We email someone from each news organization whenever one of their stories is reviewed.  Anyone listening at MSNBC.com?

 

 

Why This Matters

Stories like this may simply become part of the background noise that overwhelms news consumers in the daily drumbeat of health care news coverage.  That’s why this matters.

Criteria

Does the story adequately discuss the costs of the intervention?

Not Applicable

Not applicable.  The cost of Vitamin A is not in question, although the amount we collectively spend on supplements — most of which are probably unnecessary — is substantial.

Does the story adequately quantify the benefits of the treatment/test/product/procedure?

Satisfactory

At least in clearly describing the study’s findings, the story spelled out the absolute numbers:

Among the 59,000 people in the study who had never taken vitamin A supplements, there were 506 cases of melanoma, while among the 5,800 people who were currently taking it and had used it regularly over the past 10 years, there were 28 cases.

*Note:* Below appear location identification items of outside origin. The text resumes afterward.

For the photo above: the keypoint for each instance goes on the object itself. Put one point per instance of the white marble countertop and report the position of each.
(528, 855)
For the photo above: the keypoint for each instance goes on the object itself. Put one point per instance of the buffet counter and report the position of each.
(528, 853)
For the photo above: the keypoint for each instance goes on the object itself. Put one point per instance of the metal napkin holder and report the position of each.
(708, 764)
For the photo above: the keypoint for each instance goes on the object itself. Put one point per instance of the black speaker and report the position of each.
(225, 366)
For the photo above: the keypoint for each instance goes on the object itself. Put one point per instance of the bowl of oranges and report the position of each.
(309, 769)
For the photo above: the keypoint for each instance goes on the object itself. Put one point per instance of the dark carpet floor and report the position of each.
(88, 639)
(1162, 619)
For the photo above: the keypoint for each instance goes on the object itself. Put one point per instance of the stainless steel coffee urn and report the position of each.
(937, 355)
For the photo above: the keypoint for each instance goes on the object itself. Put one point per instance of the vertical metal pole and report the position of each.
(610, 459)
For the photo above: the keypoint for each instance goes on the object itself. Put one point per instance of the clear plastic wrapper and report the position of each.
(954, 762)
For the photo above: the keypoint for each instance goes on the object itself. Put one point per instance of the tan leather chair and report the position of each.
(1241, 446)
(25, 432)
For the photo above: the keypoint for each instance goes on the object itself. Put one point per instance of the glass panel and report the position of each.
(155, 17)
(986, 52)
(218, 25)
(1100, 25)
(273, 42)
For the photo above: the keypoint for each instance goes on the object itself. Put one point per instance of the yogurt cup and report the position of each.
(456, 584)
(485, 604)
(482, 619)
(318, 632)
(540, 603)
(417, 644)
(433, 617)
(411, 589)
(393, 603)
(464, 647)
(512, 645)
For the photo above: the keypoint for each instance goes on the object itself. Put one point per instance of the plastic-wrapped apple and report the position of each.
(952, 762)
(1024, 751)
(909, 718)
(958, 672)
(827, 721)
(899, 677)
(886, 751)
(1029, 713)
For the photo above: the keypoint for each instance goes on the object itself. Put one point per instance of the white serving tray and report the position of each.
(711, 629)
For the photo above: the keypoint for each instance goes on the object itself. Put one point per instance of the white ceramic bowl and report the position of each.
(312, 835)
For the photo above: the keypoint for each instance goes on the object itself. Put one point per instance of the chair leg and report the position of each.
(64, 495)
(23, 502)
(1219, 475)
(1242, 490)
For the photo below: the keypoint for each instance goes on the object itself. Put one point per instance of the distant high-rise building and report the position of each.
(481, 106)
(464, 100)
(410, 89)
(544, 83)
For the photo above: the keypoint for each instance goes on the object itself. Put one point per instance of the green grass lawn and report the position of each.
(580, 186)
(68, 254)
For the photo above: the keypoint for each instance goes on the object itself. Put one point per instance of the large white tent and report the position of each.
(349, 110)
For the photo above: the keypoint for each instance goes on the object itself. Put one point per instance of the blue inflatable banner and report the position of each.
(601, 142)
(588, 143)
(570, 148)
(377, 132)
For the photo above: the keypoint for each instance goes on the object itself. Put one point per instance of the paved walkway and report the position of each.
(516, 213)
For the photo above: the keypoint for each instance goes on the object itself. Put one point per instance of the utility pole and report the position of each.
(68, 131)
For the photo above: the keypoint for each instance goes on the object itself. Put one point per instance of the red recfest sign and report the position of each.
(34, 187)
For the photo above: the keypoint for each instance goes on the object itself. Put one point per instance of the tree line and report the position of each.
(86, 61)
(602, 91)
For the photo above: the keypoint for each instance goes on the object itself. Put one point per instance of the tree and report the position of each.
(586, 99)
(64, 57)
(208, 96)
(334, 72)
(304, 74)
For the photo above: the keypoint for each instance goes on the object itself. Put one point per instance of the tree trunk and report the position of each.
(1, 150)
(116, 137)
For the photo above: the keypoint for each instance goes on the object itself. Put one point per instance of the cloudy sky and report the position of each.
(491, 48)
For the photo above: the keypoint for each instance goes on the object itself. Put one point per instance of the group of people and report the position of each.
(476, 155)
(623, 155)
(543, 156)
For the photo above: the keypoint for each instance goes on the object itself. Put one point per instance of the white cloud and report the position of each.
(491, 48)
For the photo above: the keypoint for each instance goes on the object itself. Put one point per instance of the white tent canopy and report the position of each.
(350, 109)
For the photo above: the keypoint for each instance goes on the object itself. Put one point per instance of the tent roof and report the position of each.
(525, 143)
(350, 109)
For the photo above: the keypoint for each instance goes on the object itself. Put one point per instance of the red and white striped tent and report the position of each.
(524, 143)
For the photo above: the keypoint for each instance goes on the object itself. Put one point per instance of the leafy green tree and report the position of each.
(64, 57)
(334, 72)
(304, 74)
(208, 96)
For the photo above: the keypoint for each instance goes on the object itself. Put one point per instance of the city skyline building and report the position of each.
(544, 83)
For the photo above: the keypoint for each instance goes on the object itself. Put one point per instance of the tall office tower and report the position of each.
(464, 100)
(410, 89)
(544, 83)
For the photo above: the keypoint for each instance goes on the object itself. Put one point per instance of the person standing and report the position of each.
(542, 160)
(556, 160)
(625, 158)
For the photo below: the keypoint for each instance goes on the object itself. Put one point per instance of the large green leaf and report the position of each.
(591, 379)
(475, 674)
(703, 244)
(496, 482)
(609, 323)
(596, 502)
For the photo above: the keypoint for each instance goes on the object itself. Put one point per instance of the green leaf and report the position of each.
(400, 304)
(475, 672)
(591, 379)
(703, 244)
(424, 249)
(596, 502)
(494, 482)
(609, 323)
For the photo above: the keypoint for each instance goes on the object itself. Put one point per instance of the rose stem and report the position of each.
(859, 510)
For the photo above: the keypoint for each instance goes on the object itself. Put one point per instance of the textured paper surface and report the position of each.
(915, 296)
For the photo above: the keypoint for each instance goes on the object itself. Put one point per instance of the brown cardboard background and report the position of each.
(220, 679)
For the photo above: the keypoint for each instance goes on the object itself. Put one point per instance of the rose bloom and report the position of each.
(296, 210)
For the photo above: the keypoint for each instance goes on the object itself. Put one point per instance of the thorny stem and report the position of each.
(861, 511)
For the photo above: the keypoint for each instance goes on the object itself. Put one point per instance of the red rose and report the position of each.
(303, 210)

Providing these data as a percentage in addition may have helped some people interpret them, though.

Does the story adequately explain/quantify the harms of the intervention?

Satisfactory

The story included the caution “that taking too much vitamin A could lead to such harmful conditions  as birth defects, liver problems and bone loss.

Does the story seem to grasp the quality of the evidence?

Not Satisfactory

As mentioned in the summary above, the story didn’t include one caveat about the limitations of drawing conclusions from observational studies.

Does the story commit disease-mongering?

Satisfactory

No disease-mongering about melanoma.

Does the story use independent sources and identify conflicts of interest?

Satisfactory

A dermatologist not involved in the study was quoted.

Does the story compare the new approach with existing alternatives?

Satisfactory

The story discussed Vitamin A supplements and foods containing the vitamin.

And from a risk perspective, the story noted:

Reducing sunlight exposure has long been recommended to reduce the risk of melanoma. This includes limiting time in direct sunlight, wearing sun block and avoiding tanning beds.

Unfortunately, not all melanoma is a result of sun exposure. There is also a strong genetic component.

Does the story establish the availability of the treatment/test/product/procedure?

Satisfactory

The availability of Vitamin A from different sources was clear in the story

Does the story establish the true novelty of the approach?

Not Satisfactory

There wasn’t enough context provided about where this study fits into the overall picture of past/other research on this topic in this field.

Does the story appear to rely solely or largely on a news release?

Satisfactory

Because of the independent perspective provided, we think the story showed it did not rely solely on a news release.